How to put text from OCR recognition in metadata field via workflow

Joko · March 25, 2023, 9:53am

Hello everyone,

first of all many thank for this project and the quite active community! Mayan seems to be every powerful DMS with losts of space for customizations.

Anyway I startet implementing Manay using Docker on my Synology NAS and configured a few cabinets, doctypes and a workflow to sort incoming documents.
What I am missing form my previous DMS called “paperless” is to automatically recognize/assign the correspondent and the doctype based on the OCR content.

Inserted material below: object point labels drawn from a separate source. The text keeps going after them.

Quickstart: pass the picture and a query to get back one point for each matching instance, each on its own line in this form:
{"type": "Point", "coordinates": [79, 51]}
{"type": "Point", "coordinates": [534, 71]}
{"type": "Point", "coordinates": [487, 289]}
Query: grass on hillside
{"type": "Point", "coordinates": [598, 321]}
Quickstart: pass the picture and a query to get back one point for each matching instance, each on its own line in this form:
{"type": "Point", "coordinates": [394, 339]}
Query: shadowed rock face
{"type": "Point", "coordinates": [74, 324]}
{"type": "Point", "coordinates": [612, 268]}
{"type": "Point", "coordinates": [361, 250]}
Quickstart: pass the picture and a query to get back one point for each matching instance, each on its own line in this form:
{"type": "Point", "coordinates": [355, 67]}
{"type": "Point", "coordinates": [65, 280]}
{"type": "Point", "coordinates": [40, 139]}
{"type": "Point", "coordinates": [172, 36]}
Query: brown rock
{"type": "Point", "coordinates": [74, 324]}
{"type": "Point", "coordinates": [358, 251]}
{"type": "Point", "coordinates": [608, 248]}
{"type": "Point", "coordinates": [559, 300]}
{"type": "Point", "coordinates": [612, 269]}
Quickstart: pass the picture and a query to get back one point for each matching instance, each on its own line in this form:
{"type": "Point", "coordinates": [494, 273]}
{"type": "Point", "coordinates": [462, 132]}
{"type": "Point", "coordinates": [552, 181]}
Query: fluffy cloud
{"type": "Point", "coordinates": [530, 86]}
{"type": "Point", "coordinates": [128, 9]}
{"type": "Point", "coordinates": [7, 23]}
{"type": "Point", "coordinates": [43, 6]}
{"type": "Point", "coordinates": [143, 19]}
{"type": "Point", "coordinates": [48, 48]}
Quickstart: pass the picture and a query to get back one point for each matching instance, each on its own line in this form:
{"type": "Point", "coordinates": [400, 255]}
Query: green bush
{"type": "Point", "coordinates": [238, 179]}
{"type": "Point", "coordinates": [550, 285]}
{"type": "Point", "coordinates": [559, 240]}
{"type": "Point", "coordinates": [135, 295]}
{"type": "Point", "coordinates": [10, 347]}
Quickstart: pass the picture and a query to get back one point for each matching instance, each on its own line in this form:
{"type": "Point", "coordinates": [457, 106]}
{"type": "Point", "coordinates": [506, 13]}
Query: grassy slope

I tried to do this using a workflow but I’m failing at the point, where I need to select a text (matching certain criteria, i.e find a Adress or Name in the document) in the OCR content and then but this text into a metadata field.
(Same logic should be applied to get the adress, billing amount, due date etc.)

Has somebody implemented a similar feature/workflow and help me out with that?
(I’m new to the django templating language and have a little struggle to find out wich objects I can use in mayan to select documet-, OCR. or Workflow information to use in the themplate filters. Is there a documentation I didn’t find yet?)

Many thanks in advance for your replies and have a wonderful weekend!

Best Regards
Joko

Joko · April 6, 2023, 6:35pm

Some feedback from anyone?
Would be nice if ab could help me.

Thanks and happy easter everyone!

roberto.rosario · April 6, 2023, 6:46pm

Extracting specific data like addresses is best done by building a custom app because the format of these kinds of attributes is very strict and require flexible parsing.

For other times of data that is uses a more regular format, you can use a regular expression as described in the following topic.

You can then use the result of the template as the value for automatic indexing or assign it to a metadata via a workflow action depending on your end goal.

jake · May 17, 2023, 8:52pm

Hi Joko,

did you achieve it ? because I would like to do the same as you and I can’t…

Joko · May 26, 2023, 7:57am

Hi Jake,

I havent had the time to configure Mayan further but I will do that soon.
I will update this post with (hopefully) my results.

Planning on building it as a workflow with regex. If necessary for my usecase I try to build the custom app with python. But if possible I’d like to stick to the standards.

Best
Joko

oduquenoy · November 22, 2023, 9:08pm

Hi
Can you give us a simple example of assigning a value to a metadata.
I try something like

set workflow_instance.document.metadata_value_of.my_metadata= “something”

But metadata value don’t change

oduquenoy · December 14, 2023, 3:32pm

Finally I found Didn’t see all option in the dropdown

system · December 15, 2023, 3:32am

This topic was automatically closed 12 hours after the last reply. New replies are no longer allowed.